Legarda, Chair of the Senate Committee on Environment and Natural Resources, is calling on the government to get serious about biodiversity protection and in implementing a program to build sustainable communities that protect the environment.

“This research on biodiversity hotspot echoes other data about the country’s biodiversity and the signs of its gradual degradation. We are dubbed as one of the megadiverse countries, being among the richest globally in terms of plant and animal species, and because of this we are also the biggest losers of environmental assault,” she stated.

According to the research, 90% of the Philippine archipelago was forested during the 1900s. The original old-growth forest today remains at 3-5%. This has caused a ripple effect in which water, air and other ecological services have been compromised.

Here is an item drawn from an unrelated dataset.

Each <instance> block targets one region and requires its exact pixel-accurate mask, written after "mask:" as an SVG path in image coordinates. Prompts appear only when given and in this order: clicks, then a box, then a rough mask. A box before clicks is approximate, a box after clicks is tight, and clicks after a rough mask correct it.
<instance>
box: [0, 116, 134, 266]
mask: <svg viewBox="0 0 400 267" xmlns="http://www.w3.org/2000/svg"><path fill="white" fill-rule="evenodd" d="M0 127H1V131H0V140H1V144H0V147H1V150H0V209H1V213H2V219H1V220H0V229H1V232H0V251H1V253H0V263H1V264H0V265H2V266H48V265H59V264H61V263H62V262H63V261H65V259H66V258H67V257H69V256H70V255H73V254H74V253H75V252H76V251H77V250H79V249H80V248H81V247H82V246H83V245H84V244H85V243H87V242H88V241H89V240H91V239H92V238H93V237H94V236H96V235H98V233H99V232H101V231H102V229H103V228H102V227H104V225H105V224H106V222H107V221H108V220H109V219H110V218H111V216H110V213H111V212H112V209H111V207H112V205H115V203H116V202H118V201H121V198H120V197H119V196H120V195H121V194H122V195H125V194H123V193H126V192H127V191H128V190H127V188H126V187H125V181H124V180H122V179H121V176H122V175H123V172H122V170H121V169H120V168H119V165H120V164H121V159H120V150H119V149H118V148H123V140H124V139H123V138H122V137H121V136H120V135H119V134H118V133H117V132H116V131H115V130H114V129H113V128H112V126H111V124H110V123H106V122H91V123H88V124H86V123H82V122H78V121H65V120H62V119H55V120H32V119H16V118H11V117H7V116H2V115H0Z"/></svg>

“We have unique ecosystems. The report indicated that 44% of the birds in the Philippines can only be found here. This means birdwatching is  a unique experience because species like the Philippine eagle, trogon and the tarictic hornbill cannot be found elsewhere but in our country. Can you imagine a world where your children will only see Philippine eagle on photos, or Philippine tarsier will just be part of stories that the older generation can tell their kids?” Legarda stated.

“The government and all concerned institutions and departments, especially the local government must come up with a strategy to create sustainable communities which will be able to use our biodiversity responsibly,” she  said.

“Education is also vital in our bid to protect our biodiversity. Let us get everyone on board, each member of the community must be aware of what’s happening. We all stand to lose a lot from a biodiversity meltdown,” she stressed.

Legarda has several projects that deal with biodiversity protection. Her most recent work is a collaborative video documentary on Philippine Marine Biodiversity, launched during Earth Day 2014. The video reports the state of the Philippines’ marine biodiversity and what needs to be done to protect it.